Abstract

Identifying urban flooding risk hotspots is one of the first steps in an integrated methodology for urban flood risk assessment and mitigation. This work employs three GIS-based frameworks for identifying urban flooding risk hotspots for residential buildings and urban corridors. This is done by overlaying a map of potentially flood-prone areas [estimated through the topographic wetness index (TWI)], a map of residential areas and urban corridors [extracted from a city-wide assessment of urban morphology types (UMT)], and a geo-spatial census dataset. A maximum likelihood method (MLE) is employed for estimating the threshold used for identifying the flood-prone areas (the TWI threshold) based on the inundation profiles calculated for various return periods within a given spatial window.
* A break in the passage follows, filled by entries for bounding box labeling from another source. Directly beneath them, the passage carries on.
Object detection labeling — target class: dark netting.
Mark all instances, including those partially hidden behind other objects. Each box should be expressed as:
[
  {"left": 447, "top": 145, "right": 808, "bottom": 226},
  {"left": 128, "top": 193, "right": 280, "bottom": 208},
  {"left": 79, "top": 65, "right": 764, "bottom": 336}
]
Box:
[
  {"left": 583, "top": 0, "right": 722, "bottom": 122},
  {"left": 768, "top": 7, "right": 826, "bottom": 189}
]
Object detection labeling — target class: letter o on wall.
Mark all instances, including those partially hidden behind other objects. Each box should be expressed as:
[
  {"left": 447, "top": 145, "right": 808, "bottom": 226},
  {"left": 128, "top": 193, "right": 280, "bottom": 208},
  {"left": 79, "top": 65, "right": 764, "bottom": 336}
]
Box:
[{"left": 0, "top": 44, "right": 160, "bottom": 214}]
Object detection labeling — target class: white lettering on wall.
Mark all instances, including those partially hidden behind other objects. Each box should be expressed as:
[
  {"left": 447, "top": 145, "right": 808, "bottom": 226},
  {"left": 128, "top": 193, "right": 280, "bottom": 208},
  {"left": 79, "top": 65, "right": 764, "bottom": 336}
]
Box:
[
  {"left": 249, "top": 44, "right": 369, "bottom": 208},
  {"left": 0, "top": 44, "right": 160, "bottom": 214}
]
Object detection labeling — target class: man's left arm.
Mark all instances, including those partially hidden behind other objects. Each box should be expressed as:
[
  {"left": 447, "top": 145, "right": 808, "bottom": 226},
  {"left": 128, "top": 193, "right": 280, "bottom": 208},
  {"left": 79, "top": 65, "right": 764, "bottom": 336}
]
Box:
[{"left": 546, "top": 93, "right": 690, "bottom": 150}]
Furthermore, Bayesian parameter estimation is employed in order to estimate the TWI threshold based on inundation profiles calculated for more than one spatial window. For different statistics of the TWI threshold (e.g. MLE estimate, 16th percentile, 50th percentile), the map of the potentially flood-prone areas is overlaid with the map of urban morphology units, identified as residential and urban corridors, in order to delineate the urban hotspots for both UMT. Moreover, information related to population density is integrated by overlaying geo-spatial census datasets in order to estimate the number of people affected by flooding. Differences in exposure characteristics have been assessed for a range of different residential types. As a demonstration, urban flooding risk hotspots are delineated for different percentiles of the TWI value for the city of Addis Ababa, Ethiopia.